A semiconductor light emitting device having an electrode formed on the surface of a mixed crystal layer. 11. A HgZnSSe mixed crystal layer is formed in a laminated structure including an active layer, a guide layer, a clad layer and the like made of a II-VI wide-gap semiconductor, and the HgZnSSe mixed crystal layer is formed.

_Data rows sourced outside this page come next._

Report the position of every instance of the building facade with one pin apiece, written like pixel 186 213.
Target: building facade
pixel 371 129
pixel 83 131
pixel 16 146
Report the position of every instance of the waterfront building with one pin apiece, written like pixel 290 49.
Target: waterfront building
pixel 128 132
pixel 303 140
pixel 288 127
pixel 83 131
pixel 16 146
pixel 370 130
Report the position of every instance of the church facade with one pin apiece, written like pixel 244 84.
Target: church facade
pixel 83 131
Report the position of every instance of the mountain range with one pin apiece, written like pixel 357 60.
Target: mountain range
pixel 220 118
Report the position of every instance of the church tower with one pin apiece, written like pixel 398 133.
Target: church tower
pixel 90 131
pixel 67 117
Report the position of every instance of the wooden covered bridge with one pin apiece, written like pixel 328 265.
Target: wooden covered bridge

A semiconductor light-emitting device, wherein an electrode forming layer made of a III-V group semiconductor is formed on the mixed crystal layer. 12. The HgZnSSe mixed crystal layer is composed of a plurality of layers, each layer having a band gap that gradually decreases with distance from the II-VI group wide gap semiconductor layer. The semiconductor light emitting device described in. 13. The HgZnSSe mixed crystal layer is composed of a compositionally graded layer that continuously changes, and has a band gap that gradually decreases with distance from the II-VI group wide gap semiconductor layer. Item 11. The semiconductor light emitting device according to item 11. 14. The group III-V semiconductor forming the electrode forming layer formed on the surface of the HgZnSSe mixed crystal layer is GaA.
The semiconductor light emitting device according to claim 11, wherein the semiconductor light emitting device is s.